Ne plus pouvoir se passer du téléphone ? Que dis-je du téléphone « intelligent », qui en anglais se dit « smartphone » ? Ne plus pouvoir se débrancher ? Se retrouver aliéné ?
Je crois que désormais nous pouvons rappeler les philosophes qu’on croyait obsolètes. Socrate et son connais-toi toi-même, Platon et sa caverne, Aristote et son éthique du juste milieu, Épicure et sa classification des désirs, les stoïciens et leur modes de vie raisonnables, Schopenhauer et son monde comme représentation, Sartre et son être révélé tout au bout des actions de son existence, on peut tous les rappeler, car les nouveaux problèmes posés relèvent bien de la philosophie et de la morale. Sinon, à quoi servirait la philosophie si une simple invention technique et si nos jouets du quotidien nous faisaient perdre la boule ?

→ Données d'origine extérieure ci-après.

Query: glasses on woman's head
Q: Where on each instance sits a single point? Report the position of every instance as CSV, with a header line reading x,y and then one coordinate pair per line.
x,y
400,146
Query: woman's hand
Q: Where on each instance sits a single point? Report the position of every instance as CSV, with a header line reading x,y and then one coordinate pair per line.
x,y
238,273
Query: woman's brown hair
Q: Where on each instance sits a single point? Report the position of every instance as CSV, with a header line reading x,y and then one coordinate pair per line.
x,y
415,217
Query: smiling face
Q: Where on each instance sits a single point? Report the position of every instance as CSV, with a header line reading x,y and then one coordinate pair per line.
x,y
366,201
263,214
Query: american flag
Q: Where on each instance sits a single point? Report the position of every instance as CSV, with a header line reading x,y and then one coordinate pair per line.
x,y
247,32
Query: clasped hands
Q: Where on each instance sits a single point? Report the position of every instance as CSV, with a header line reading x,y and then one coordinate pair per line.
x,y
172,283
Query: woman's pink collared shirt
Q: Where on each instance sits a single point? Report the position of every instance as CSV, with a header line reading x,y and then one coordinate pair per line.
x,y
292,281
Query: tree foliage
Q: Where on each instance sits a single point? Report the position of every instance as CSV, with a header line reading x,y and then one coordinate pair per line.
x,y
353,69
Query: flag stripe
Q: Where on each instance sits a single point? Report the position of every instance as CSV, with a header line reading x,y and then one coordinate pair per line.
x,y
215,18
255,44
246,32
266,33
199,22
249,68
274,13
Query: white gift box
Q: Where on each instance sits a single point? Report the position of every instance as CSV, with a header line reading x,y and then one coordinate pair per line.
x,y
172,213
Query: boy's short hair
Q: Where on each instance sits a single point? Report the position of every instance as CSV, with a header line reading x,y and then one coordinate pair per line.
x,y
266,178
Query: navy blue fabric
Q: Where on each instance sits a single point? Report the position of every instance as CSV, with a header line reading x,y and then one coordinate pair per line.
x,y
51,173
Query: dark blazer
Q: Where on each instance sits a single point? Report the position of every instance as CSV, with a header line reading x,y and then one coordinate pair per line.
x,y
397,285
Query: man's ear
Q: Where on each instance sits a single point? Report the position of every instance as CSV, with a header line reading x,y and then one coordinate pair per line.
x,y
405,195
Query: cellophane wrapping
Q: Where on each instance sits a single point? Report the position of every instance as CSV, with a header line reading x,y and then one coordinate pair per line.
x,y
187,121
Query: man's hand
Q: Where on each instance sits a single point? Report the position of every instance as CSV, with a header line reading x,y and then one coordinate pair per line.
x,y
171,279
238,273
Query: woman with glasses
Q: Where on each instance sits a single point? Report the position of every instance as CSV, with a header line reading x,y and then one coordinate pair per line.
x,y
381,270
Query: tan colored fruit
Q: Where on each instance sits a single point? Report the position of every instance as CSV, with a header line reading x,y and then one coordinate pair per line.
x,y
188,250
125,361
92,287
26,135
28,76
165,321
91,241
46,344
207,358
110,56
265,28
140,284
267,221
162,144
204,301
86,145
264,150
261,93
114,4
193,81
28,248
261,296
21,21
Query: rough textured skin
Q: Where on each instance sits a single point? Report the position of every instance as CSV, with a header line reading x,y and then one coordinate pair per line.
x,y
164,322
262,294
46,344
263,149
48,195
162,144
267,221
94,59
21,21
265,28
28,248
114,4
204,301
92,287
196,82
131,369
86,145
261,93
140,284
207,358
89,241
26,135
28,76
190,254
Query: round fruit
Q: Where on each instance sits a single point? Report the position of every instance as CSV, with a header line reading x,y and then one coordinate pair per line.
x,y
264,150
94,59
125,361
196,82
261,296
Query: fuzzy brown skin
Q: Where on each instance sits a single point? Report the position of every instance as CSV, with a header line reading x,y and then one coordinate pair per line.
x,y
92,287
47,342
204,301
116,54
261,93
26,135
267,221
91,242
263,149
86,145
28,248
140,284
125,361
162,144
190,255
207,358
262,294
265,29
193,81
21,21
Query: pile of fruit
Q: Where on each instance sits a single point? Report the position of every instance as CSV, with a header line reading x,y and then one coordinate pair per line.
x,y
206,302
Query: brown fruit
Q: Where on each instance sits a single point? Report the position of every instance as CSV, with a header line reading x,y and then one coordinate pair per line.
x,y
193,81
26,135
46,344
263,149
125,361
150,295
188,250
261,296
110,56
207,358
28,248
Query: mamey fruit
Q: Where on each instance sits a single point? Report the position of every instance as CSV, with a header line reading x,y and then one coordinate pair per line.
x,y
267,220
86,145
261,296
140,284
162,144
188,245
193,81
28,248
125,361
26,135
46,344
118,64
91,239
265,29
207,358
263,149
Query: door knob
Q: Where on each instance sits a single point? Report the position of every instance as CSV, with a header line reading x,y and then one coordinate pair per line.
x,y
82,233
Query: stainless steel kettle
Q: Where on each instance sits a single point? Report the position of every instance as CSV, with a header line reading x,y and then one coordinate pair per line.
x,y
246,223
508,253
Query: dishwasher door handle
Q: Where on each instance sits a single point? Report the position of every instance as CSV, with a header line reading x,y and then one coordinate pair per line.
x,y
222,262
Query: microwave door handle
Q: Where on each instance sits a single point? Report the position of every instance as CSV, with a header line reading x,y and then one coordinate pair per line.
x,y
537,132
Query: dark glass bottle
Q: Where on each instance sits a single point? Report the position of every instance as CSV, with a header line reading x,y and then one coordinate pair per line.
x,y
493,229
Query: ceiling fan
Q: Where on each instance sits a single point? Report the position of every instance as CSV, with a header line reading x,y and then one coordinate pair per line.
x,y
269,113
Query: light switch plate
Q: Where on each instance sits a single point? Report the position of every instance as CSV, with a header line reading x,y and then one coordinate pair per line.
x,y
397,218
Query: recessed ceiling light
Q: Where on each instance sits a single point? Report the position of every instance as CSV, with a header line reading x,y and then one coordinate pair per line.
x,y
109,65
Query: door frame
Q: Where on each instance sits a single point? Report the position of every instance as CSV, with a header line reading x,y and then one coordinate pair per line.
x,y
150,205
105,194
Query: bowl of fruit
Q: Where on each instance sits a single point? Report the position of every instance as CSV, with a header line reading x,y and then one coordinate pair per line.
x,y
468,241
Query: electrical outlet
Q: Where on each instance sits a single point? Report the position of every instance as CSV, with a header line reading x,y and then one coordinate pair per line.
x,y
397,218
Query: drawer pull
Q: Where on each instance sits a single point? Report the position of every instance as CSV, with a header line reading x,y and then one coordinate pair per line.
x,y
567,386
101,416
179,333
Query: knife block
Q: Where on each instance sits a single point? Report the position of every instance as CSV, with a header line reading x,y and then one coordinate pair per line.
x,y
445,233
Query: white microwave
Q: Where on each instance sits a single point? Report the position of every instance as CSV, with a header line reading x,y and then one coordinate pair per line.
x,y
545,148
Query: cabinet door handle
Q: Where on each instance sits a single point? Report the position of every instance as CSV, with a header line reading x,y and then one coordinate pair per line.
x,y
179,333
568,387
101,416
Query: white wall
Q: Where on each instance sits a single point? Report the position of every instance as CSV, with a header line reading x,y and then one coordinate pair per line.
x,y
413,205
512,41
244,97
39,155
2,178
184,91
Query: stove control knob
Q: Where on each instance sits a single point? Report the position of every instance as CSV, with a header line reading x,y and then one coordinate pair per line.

De nouveaux comportements, de nouveaux langages, de nouveaux modes de pensée et rien ne resterait du passé ? Les plus jeunes communiquent en permanence et tous azimuts ? Ils s’égareraient dans des mondes virtuels et perdraient le sens du réel ? En un mot, ce que nous leur reprocherions c’est de ne pas se maîtriser, de ne pas chercher à se connaître vraiment eux-mêmes, d’être fascinés par l’abstrait au détriment des sentiments réels. Ce qu’ils auraient à apprendre somme toute, c’est une forme de sagesse. Mais n’est-ce pas un combat de tous les temps ? Savoir qu’il y a un bouton sur tous ces appareils qui s’appelle off, fermer en français. Savoir qu’il faut faire la part des choses : s’il est bon d’appeler ses proches quand on loin, ce qui est mieux qu’une carte postale reçue au bout de deux mois, il est moins bien de passer ses nuits à tchater pour dormir le lendemain pendant les cours. De la mesure, de la mesure avant toute chose.
On ne peut considérer l’extension de nos libertés, l’accroissement de nos efficacités, comme des méfaits. Mais faisons encore une fois appel à un grand philosophe, Platon, et à son « pharmakon ». Le « pharmakon » aurait deux sens opposés, soit il est un remède, soit il est un poison. Encore une fois, comme le dit le poète à propos de la poésie : de la mesure, de la mesure avant toute chose.
Introduction à la discussion.
On considère qu’il y a aujourd’hui environ huit-cent mille jeunes désocialisés, c’est-à-dire passant la plupart de leur temps dans des mondes virtuels et ignorant le concret autour d’eux et les relations sociales réelles. Il y aurait dès lors un constat évident d’aliénation et d’isolement. Mais n’y avait-il pas plusieurs millions d’alcooliques graves il y a un siècle ?
On pense que nous sommes sous contrôle permanent de différents pouvoirs à travers nos communications, nos réseaux sociaux, nos identifications géolocalisées. Devons nous craindre des interventions inopinées, des piratages, des indiscrétions excessives, des chantages, une perte de nos libertés, de notre liberté, liberté chérie ? Mais souvenons-nous des bourgs, des villages, des villes de province, chacun ne connaissait-il pas tout des autres, que machin a été vu avec machine, et qu’untel n’a pas payé ses dettes ou bien est un poivrot ?
À ces dangers d’aliénation, d’isolement, de persécution, il y a cette réponse bien connue depuis des siècles : l’éducation. Une bonne éducation, c’est-à-dire une éducation adaptée à son temps, disons même au temps des enfants en devenir. Répétons encore une fois les préceptes de Montaigne, une tête bien faite plutôt que bien pleine, et un esprit sain dans un corps sain. Et Montaigne écrivait à la plume ! Il me semble donc que dès l’école, disons le primaire car le numérique est désormais immédiat dans la vie des enfants, on se doit d’enseigner la tempérance, la prudence, la constance et la justesse (tiens les vertus cardinales peuvent encore servir), c’est-à-dire qu’avant tout programme et toute initiation aux techniques, il convient de mettre en garde les jeunes sur les dangers certains et prouvés de l’activité numérique dans son ensemble, ordinateurs, téléphones et internet. Il reste un problème à résoudre : la formation permanente des enseignants, car sinon les élèves, déjà bien avancés en matière de numérique, risqueraient de devenir les professeurs de leurs maîtres. Et là, le monde marchant à l’envers risquerait fort de perdre la tête.